MONDAY, 11 JUNE 2012
THE HAGUE–Curaçao has borrowed NAf. 1.6 billion and St. Maarten NAf. 327.9 million from The Netherlands since they attained country status in October 2010.
The soft-interest loans were provided to help the two countries with the building-up of their facilities in light of their new constitutional status, Dutch caretaker Minister of Interior Affairs and Kingdom Relations Liesbeth Spies informed the Second Chamber late last week.
For St. Maarten the interest rates are between 1.5 and 3 per cent and the starting date of five of the loans was October 2010, while one loan was issued in October 2011. These loans are for amounts between NAf. 26 million and 78.5 million with loan terms of between five and 30 years.
Curaçao has taken five loans, ranging from NAf. 81.9 million to NAf. 582.3 million, with loan terms ranging from 10 to 30 years and interest rates of 2.5 to 3.125 per cent. According to Spies, no loans have been paid off so far.
The Financial Supervision Law (Rijkswet Financieel Toezicht) for Curaçao and St. Maarten prescribes that the countries can borrow against a low tariff and that The Netherlands is obliged to subscribe to the loans.
Before a loan is issued, the Committee for Financial Supervisions CFT checks whether the budget of the country involved complies with the Financial Supervision Law and whether the total interest charges remain within the agreed-on boundaries of the interest charges norm.
In her letter to the Second Chamber in which she answered questions from Parliament about the 2011 annual account of the Kingdom Relations chapter, Minister Spies also addressed the reorganisation of the backlog of payments of Curaçao and St. Maarten.
Curaçao and St. Maarten submitted 10 requests to reorganise the backlog of payments before the “window” was closed in October 2011. Eight of these requests were honoured. The Netherlands paid off NAf. 37.4 million for Curaçao and NAf. 65.5 million for St. Maarten.
In the case of St. Maarten it concerns payments arrears to the General Antillean Pension Fund APNA. Curaçao also had a considerable debt to APNA, but also to a number of government foundations. The Netherlands paid 29.9 million euros in 2011 to make the Pension Fund for the Caribbean Netherlands (Bonaire, St. Eustatius and Saba) financially healthy.

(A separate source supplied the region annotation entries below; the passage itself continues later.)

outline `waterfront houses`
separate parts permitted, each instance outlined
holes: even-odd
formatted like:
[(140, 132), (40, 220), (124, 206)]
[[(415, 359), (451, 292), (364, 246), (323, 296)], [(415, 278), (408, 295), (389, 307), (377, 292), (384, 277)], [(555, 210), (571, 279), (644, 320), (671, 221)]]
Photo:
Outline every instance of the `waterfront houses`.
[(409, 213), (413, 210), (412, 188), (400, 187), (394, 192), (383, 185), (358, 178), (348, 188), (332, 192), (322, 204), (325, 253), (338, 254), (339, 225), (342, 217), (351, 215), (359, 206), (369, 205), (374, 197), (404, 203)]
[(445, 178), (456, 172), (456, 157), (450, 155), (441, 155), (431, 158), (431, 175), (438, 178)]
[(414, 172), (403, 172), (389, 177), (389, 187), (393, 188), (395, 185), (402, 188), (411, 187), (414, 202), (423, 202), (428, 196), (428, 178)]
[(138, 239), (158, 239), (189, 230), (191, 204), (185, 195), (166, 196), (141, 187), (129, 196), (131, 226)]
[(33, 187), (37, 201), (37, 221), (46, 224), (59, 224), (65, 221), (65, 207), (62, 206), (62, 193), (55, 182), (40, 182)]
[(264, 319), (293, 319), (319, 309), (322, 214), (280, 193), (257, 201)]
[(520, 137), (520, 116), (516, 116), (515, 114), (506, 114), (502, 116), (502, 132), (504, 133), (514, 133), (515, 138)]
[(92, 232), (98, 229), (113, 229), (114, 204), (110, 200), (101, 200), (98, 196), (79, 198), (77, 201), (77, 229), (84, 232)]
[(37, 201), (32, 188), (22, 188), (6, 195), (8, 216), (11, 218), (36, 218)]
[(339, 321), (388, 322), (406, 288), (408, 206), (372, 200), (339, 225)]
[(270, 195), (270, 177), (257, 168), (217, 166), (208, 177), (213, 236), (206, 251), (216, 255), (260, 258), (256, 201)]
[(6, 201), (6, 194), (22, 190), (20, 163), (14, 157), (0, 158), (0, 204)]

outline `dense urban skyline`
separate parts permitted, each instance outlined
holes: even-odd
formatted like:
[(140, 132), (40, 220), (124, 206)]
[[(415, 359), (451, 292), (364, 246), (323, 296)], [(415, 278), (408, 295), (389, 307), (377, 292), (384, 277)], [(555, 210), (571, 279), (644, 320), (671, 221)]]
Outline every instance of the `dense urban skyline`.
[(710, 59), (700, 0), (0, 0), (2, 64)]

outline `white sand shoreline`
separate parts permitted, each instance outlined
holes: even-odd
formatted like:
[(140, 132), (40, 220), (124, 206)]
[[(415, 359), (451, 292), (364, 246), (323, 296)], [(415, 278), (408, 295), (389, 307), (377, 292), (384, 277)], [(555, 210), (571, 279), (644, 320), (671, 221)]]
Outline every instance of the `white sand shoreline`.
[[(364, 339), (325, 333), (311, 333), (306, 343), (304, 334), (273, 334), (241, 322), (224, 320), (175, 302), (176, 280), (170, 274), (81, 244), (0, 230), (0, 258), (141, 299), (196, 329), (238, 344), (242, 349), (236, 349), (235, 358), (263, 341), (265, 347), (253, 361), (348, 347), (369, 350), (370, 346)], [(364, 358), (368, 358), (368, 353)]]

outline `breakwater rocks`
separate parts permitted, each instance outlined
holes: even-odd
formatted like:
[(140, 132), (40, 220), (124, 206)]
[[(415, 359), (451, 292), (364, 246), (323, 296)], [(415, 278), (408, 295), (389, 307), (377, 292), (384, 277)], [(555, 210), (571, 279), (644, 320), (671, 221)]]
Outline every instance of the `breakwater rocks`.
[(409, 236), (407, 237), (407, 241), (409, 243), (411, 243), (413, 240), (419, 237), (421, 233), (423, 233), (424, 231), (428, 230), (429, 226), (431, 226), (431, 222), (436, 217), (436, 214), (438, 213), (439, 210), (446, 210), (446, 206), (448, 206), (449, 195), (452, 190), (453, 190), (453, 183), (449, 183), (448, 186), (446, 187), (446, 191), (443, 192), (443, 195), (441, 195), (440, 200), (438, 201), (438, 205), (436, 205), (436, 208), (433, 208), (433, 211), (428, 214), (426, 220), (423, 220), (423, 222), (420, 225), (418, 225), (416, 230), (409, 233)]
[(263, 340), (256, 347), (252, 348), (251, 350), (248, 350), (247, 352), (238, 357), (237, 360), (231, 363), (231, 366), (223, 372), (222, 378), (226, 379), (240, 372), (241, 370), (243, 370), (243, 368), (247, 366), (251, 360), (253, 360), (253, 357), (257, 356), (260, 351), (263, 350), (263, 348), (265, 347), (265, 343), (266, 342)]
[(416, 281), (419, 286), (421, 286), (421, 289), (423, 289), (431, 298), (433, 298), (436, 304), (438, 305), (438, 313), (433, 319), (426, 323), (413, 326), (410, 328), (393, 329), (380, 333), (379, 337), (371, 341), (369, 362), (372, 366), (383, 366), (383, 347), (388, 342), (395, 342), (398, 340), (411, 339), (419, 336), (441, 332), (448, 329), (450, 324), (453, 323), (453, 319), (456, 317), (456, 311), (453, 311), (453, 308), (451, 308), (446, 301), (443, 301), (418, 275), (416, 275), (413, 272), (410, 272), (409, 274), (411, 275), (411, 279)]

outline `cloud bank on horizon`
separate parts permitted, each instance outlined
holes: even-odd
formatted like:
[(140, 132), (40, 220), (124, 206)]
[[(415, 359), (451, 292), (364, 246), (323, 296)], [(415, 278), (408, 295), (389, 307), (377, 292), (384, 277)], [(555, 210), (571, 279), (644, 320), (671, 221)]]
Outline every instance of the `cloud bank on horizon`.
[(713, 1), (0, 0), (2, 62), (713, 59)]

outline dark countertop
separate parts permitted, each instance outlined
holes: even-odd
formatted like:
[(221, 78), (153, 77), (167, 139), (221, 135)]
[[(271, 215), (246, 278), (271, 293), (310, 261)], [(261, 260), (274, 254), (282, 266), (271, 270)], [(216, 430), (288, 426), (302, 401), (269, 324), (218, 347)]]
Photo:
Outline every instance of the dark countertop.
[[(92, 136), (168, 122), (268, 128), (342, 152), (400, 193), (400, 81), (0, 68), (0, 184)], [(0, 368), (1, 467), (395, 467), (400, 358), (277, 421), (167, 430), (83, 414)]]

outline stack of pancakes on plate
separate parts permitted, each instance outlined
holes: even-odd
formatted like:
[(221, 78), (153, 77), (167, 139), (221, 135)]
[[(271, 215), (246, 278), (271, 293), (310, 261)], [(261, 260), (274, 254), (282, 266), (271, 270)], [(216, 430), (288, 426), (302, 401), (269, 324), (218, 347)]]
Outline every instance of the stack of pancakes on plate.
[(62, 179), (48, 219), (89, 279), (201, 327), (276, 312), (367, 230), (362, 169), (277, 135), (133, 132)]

Spies also addressed the financial situation in Curaçao and the CFT. She stated that Curaçao had not been supplying information requested by the CFT in a timely fashion. The quality is also below a satisfactory level.
The Minister said the communication and cooperation with St. Maarten had “drastically improved.” A second office of the CFT has been opened in St. Maarten and this has led to more frequent contact between St. Maarten’s Government and the CFT.
Curaçao’s increasing budget deficit is a major concern. She said the matter had the “full attention” of the CFT and the Kingdom Council of Ministers. The CFT has issued a warning to the Curaçao Government that it must take adequate measures to decrease the budget deficit, or it will ask the Kingdom Council of Ministers to give an instruction.
Spies said she had not received a formal request from St. Maarten’s Government to end financial supervision. She explained that a country must have complied with the norms of the Financial Supervision Law for three consecutive years before it could qualify for a positive decision of the evaluation committee.
A premature lifting of financial supervision considerably increases the risks for Kingdom partners in the “growing process” of improving proper financial households in the new countries. This process involves a proper budget policy, good financial management and the prevention of an uncontrolled build-up of new debts.